4.2 Assembling a genome

Today we will be using Flye, an assembler designed to work with long-read data. Flye has modes for Nanopore and PacBio long-read data, that take into account the characteristics specific to each data type. We will use the --nano-raw mode to pass just our Nanopore data (labelled ‘ont’).

Although genome assembly algorithms are complex, using an assembler is typically very straightforward.

We will be making a series of scripts today to run different processes. Let’s set up our directory structure so we can keep things tidy. We will store all our scripts in the scripts directory. We also need to make a results directory to put the outputs we will generate.

cd ~/obss_2022/genome_assembly/
mkdir results/
cd scripts/

Using ls we can see that there are already some files in this directory. Take a look in your data directory to see what input data you have been given.
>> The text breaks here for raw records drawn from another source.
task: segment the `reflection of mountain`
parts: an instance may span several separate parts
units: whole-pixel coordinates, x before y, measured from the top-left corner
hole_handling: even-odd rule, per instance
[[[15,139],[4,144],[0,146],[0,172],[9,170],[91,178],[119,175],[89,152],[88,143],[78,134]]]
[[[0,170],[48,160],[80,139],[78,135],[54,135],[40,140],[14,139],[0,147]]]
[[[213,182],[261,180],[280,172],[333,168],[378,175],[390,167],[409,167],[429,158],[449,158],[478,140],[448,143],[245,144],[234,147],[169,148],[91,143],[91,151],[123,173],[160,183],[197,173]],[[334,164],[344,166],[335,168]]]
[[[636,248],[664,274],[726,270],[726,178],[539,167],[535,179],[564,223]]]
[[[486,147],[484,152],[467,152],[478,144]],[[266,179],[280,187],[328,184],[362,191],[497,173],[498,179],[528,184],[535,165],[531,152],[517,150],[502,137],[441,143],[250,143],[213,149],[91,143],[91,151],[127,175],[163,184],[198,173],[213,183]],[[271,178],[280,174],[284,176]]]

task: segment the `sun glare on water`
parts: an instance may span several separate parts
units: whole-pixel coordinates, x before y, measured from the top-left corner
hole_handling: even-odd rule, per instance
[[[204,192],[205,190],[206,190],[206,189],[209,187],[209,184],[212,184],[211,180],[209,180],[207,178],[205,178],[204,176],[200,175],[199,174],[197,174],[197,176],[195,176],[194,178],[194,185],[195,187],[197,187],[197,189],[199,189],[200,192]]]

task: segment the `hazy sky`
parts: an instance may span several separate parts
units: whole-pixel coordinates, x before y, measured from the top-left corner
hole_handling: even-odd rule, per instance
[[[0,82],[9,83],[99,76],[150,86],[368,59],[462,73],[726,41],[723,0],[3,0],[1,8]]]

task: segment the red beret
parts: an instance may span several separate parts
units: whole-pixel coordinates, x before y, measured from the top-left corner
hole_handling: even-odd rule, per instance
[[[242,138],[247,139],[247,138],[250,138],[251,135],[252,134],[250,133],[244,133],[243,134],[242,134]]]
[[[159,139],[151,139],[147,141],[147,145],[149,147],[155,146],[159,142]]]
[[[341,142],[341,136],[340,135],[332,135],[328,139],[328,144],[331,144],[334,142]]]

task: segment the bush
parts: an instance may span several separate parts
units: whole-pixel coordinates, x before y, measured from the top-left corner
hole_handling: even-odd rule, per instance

Now we will make our first script that will assemble a genome. To make a script, we will use a text editor called nano. Use the command nano flye.sl to open a new file called ‘flye.sh’ with nano. Now copy in the contents below:

#!/bin/bash -e

#SBATCH --job-name=FLYE
#SBATCH --account=nesi02659
#SBATCH --output=%x.%j.out
#SBATCH --error=%x.%j.err
#SBATCH --time=2:00:00
#SBATCH --mem=70G
#SBATCH --ntasks=1
#SBATCH --nodes=1
#SBATCH --cpus-per-task=32 

module purge
module load Flye/2.9.1-gimkl-2022a-Python-3.10.5

# Change * to your group's dataset
flye --nano-raw ~/obss_2022/genome_assembly/data/all_trimmed_ont_*.fastq.gz --out-dir ~/obss_2022/genome_assembly/results/flye_raw_* -t ${SLURM_CPUS_PER_TASK}

You may have noticed that in our data/ directory, there is more than one .fastq.gz file. We are going to be working in groups today. The letter you are assigned corresponds to one of these data files, so you need to replace the two wildcards in the script above with the letter your group is assigned.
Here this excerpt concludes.